I've likened the process of negotiation to a car dealership, a poker table and a chess game. The absolute worst thing about this career is the part where you have to sit down and hammer out a deal. They don't teach you this stuff in college, and, let's face it, creative types aren't well versed in the Jedi Mind Tricks of salesmen. Because that's what a lot of News Directors really are.
But let's get back to poker. You all know the term "tell" when it comes to playing cards. It's a little twitch, a narrowing of the eyes, a hand running through the hair that tells your opponent what you're thinking and what your hole cards are.
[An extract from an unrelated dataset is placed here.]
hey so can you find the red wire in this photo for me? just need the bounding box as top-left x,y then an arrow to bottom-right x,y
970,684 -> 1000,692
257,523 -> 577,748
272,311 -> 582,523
The "tells" in negotiating a job in broadcasting aren't that subtle. In fact, for young people, they're often so over-the-top it makes the News Director push all his chips toward the pot before the cards are even dealt.
Example: I remember one young lady who had just graduated and had dropped in for an interview. She wanted a job, any job, and would do anything if hired. She'd sweep floors, take out the trash, make coffee runs, whatever. So pumped during the interview she reminded me of a puppy so excited it wets on the rug. I liked her, so I offered her a job and she practically jumped over the desk to give me a hug.
I didn't even tell her the salary. At that point, I could have offered minimum wage. (I didn't, but that's besides the point.) She played all of her cards the minute she sat down at the table. I could have said, "You'll have to pay me to work here," and she would have said, "Where do I sign?"
While you have to show genuine interest in any job for which you've applied, you must maintain a game face. Be excited, yes, and let the ND know you're genuinely interested in the possibilities. But don't come off as so desperate he'll know you'll take anything for a salary and do anything to get the job.
The same goes for any phone interviews. Let the ND hear your smile, but don't get all gushy like a girl being asked to the prom.
If a News Director knows you'll take anything, he'll lowball you with an offer. If he can't completely read you, you've still got cards to play.